Silberling der Woche

Jede Woche verleihen wir ihn neu: den Silberling der Woche. Unter zig frischen Silberlingen, die jede Woche auf den Markt kommen, auserwählt nach einem bestimmten Regelwerk. Zum Silberling kann ein Album nur in der Woche der Veröffentlichung werden oder eine Woche davor oder danach. Bei der Auswahl achten wir auf die „gesunde“ Mischung. Jeder Style ist möglich. Der „Nachwuchs“ kommt ebenso zum Zuge wie die „Großen“. Im Westen ist der Silberling seit Herbst 2001 tägliches Programmelement bei den CampusRadios NRW und den PartnerRadios.

Silberling der Woche 8/2018

Albumcover

Ought
Room Inside the World

Die Kanadier von Ought können getrost als Musterschüler des Post-Punks bezeichnet werden. Nach zwei starken Alben, die die Flexibilität und Kreativität der Band eindrucksvoll unter Beweis gestellt haben, sind die Erwartungen an Room Inside the World natürlich recht hoch. Ob die hier präsentierte Musik noch wirklich als Post-Punk bezeichnet werden kann, ist eine andere Frage.

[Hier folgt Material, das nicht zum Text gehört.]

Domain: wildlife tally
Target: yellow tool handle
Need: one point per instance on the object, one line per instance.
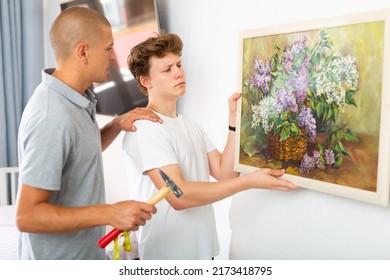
(158, 196)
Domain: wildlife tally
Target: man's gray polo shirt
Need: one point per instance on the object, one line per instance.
(60, 150)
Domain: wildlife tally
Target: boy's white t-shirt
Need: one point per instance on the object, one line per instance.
(171, 234)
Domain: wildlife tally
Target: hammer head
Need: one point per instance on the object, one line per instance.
(170, 184)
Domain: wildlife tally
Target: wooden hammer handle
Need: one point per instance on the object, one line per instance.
(156, 198)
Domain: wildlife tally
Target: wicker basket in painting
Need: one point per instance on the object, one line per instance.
(293, 148)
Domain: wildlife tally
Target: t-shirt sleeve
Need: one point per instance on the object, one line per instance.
(151, 146)
(45, 147)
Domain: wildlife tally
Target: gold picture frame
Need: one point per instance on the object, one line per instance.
(316, 102)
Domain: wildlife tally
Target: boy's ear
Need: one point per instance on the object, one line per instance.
(145, 82)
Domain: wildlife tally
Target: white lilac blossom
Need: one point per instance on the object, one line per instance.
(286, 100)
(335, 78)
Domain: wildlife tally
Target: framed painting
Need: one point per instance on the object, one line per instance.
(316, 101)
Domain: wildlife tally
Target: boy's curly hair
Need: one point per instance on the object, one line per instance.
(138, 60)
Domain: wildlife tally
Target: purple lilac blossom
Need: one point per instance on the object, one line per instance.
(317, 160)
(262, 79)
(307, 164)
(329, 157)
(306, 119)
(286, 100)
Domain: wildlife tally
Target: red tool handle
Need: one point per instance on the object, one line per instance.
(105, 240)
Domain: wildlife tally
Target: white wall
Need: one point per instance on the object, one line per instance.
(260, 224)
(264, 224)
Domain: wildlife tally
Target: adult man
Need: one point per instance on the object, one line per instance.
(61, 208)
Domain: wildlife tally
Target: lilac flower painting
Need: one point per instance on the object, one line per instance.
(312, 104)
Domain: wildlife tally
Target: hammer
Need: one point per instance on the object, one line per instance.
(157, 197)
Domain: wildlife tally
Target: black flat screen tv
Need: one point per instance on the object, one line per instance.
(132, 21)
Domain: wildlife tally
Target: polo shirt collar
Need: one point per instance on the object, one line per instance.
(89, 101)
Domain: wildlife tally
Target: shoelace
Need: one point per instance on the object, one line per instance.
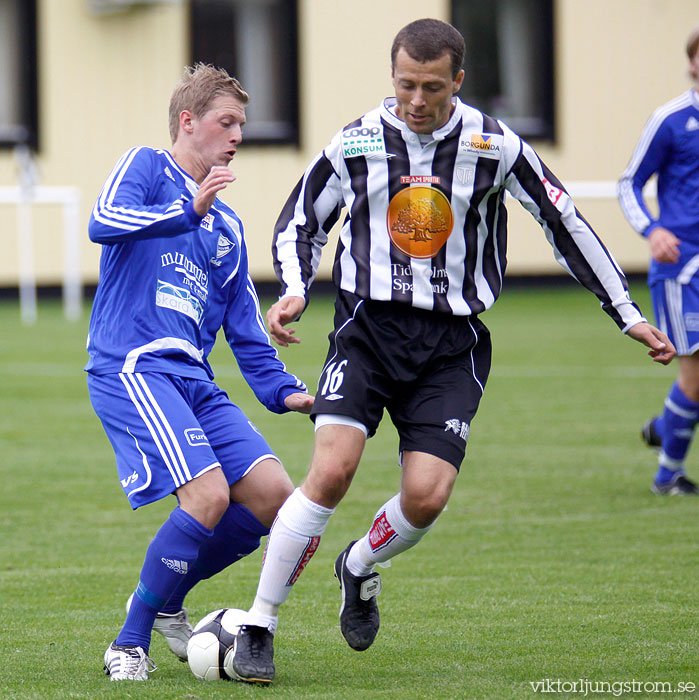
(258, 640)
(134, 661)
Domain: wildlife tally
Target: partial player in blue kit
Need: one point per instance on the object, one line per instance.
(173, 272)
(669, 148)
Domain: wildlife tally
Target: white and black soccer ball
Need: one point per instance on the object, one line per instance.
(211, 641)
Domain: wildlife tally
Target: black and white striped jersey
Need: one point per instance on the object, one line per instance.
(426, 222)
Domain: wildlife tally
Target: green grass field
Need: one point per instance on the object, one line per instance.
(553, 561)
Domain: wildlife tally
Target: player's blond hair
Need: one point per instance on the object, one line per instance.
(692, 48)
(199, 86)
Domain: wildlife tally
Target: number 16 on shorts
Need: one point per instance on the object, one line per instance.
(334, 376)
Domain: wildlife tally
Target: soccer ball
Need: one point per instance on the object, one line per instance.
(211, 641)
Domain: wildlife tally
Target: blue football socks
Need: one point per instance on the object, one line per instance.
(677, 424)
(237, 534)
(169, 559)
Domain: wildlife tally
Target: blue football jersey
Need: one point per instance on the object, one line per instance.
(170, 279)
(668, 148)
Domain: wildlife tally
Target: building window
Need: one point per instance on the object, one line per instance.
(18, 77)
(257, 42)
(509, 61)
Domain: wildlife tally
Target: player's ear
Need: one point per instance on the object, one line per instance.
(186, 121)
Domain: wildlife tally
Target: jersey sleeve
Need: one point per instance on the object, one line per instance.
(648, 158)
(303, 226)
(247, 336)
(576, 246)
(122, 211)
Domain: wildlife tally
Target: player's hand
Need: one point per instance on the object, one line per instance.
(661, 349)
(664, 245)
(303, 403)
(218, 179)
(284, 311)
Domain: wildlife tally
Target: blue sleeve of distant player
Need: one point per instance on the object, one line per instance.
(124, 210)
(649, 157)
(246, 334)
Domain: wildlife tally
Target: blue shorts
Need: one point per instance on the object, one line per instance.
(676, 308)
(167, 430)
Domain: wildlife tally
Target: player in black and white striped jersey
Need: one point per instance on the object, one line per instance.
(421, 253)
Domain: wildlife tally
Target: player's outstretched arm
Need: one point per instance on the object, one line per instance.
(664, 245)
(661, 349)
(300, 402)
(218, 179)
(284, 311)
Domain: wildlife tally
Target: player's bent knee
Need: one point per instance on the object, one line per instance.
(205, 498)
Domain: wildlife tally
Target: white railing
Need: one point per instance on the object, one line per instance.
(25, 197)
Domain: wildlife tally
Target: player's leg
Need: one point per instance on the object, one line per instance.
(146, 417)
(293, 540)
(258, 485)
(398, 525)
(433, 413)
(675, 305)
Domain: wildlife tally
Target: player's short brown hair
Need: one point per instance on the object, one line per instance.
(429, 39)
(199, 86)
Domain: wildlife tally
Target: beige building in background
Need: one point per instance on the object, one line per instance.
(105, 82)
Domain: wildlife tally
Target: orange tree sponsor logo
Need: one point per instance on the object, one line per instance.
(419, 221)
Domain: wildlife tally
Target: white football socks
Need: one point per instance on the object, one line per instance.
(389, 535)
(293, 539)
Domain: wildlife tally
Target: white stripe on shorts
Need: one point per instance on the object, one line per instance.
(673, 300)
(160, 438)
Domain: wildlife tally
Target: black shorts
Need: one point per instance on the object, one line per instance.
(427, 369)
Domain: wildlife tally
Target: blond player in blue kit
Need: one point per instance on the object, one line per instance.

Dass Ought schon immer einen Hang zu ausschweifenden Songpassagen hatten, bewiesen sie bereits auf ihrem Debütalbum More Than Any Other Day. Ihre zweite Platte Sun Coming Down zeigte dann erst recht die Wandelbarkeit der Band, die mit einem wilderen, roheren Sound aufbegehrte, ohne die Grundbausteine des ersten Albums über Bord zu werfen. Vor allem wurde deutlich: Alben von Ought erschließen sich nicht direkt beim ersten Hördurchgang, dafür sind die angewandten Songmuster zu überbordend.

Eines der Unterscheidungsmerkmale dieser Band war und ist dabei ihr Sänger Tim Darcy. Im letzten Jahr noch solo unterwegs, hatte Darcy schon immer einen Hang zu einer Theatralik, die sich zwischen David Byrne und einem Champagnertrinkenden Schnösel bewegte. Auf Room Inside the World treibt er dieses Spiel auf die Spitze. Darcy legt eine Menge Pathos in seine Performance und experimentiert immer wieder mit seiner Stimme. Seine Band legt dafür die passenden Grundlagen, gerade Bass und Schlagzeug geben Darcys Stimme genug Freiraum, sodass diese fast schon über den Songs schwebt und eine gewisse Autorität ausstrahlt.

Als Paradebeispiel für die Hinwendung zu noch mehr Theatralik steht Desire im Mittelpunkt des Albums. Darcy trägt diesen Song nicht nur stimmlich, sondern beweist vor allem in der ersten Hälfte textlichen Witz: „The feel of your honey in the corner of my mouth/[…] Now we pause the tape for some laughter“. Die Melodramatik wird dem Publikum hier mit einem Augenzwinkern vorgetragen und wirkt auch deshalb so ehrlich. Und auch im Outro sparen Ought nicht mit Drama, wenn sich zu Darcys Gesang noch Gospelchor und Saxophon gesellen und das innere Auge schon den Liebesfilm-Abspann imaginiert. Das ist ganz großes Kino, nicht nur im metaphorischen Sinne.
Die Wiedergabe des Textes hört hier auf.